Essa resposta é bem ampla mas, no geral, os orfanatos são instituições que lutam para se manterem e para dar uma vida digna as crianças. Como qualquer instituição, passam por dificuldades financeiras, tentam passar bons valores para essas crianças viverem bem em comunidade e têm regras estabelecidas para atuarem, dentro deles há empregados que se dedicam mais ao trabalho com as crianças de forma mais humana e outros que não têm essa preocupação e consciência.
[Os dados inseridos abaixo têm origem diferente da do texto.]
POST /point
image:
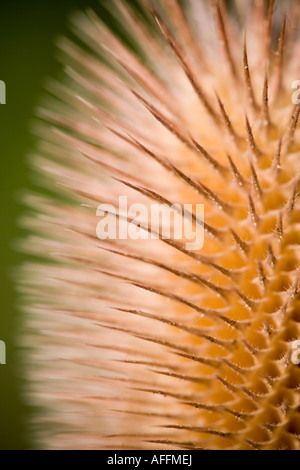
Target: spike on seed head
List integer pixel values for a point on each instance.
(149, 327)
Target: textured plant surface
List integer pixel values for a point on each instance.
(144, 344)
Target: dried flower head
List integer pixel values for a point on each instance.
(144, 344)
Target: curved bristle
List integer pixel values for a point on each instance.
(137, 340)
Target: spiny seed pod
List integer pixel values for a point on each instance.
(146, 344)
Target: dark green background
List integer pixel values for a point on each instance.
(27, 57)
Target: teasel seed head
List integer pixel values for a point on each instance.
(146, 344)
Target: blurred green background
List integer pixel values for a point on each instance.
(27, 56)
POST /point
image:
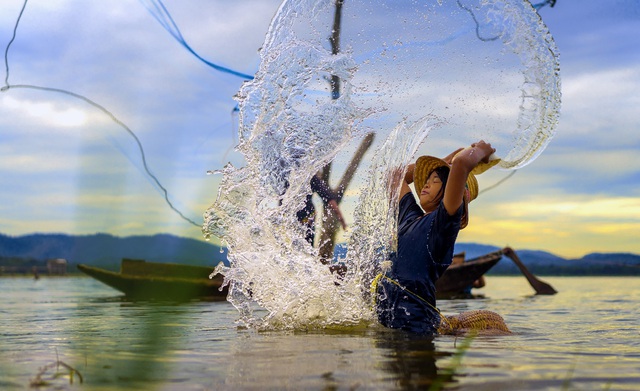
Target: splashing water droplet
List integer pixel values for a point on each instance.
(458, 71)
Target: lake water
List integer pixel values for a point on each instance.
(584, 338)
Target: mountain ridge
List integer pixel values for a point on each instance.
(107, 250)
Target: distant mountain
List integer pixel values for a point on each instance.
(107, 250)
(545, 263)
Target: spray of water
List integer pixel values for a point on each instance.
(407, 70)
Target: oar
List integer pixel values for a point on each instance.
(541, 288)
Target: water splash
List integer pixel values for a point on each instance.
(408, 70)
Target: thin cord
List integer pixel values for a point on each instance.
(160, 13)
(7, 86)
(6, 51)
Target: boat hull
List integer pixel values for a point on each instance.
(147, 280)
(458, 277)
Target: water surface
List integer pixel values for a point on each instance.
(585, 337)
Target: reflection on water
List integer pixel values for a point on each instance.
(578, 339)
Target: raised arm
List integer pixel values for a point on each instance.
(461, 165)
(404, 180)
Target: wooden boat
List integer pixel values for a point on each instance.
(139, 279)
(458, 277)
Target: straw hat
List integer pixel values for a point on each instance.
(426, 164)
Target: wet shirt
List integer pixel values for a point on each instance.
(425, 250)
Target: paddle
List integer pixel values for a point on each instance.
(541, 288)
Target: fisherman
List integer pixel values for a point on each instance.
(427, 232)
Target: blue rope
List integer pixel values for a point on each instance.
(157, 9)
(551, 3)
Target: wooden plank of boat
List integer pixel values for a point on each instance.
(166, 281)
(458, 277)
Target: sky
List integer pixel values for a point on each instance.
(67, 167)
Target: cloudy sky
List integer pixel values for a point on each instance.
(67, 166)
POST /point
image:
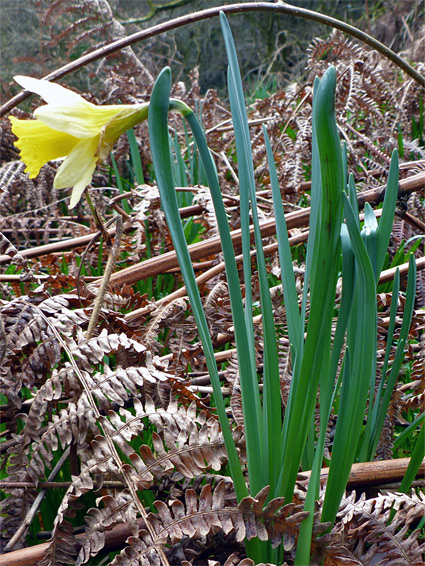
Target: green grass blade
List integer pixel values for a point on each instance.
(326, 259)
(271, 391)
(356, 381)
(249, 387)
(135, 157)
(416, 460)
(398, 359)
(288, 277)
(388, 211)
(408, 431)
(160, 147)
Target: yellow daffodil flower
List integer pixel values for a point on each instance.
(69, 127)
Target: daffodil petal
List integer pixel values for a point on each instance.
(77, 169)
(39, 144)
(128, 117)
(81, 120)
(50, 92)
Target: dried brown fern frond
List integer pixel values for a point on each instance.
(374, 536)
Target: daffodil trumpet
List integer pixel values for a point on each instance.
(70, 128)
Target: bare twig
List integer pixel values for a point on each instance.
(112, 258)
(280, 8)
(37, 502)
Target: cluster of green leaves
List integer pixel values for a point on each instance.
(337, 245)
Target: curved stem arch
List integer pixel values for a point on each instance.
(280, 8)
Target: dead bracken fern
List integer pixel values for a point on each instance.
(130, 410)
Li em uma entrevista da desembargadora Maria Berenice Dias (RS) que não existe registro de abuso sexual de crianças por casais homoafetivos. Em compensação, entre os pais heterossexuais o índice é assustador, chegando a 23%. Esses abusos acontecem mais com pais biológicos ou adotivos? Tem algum estudo que demonstre estatísticas desses abusos?

Nunca vi um estudo desses, mas dentre todos os casos que já atendi (uma boa amostra no caso de um de estudo) eram com pais biológicos ou padrastos, mas sempre com pais heterossexuais, nunca com um homossexual.

Li em um artigo seu que uma criança foi adotada por um casal, e por medo de ser rejeitada novamente, iniciou um processo de agressividade intensa, só que o casal soube ter paciência e passar confiança para que ela não tivesse medo de ser abandonada outra vez. Qual o efeito no psicológico da criança que vai e volta de um lar?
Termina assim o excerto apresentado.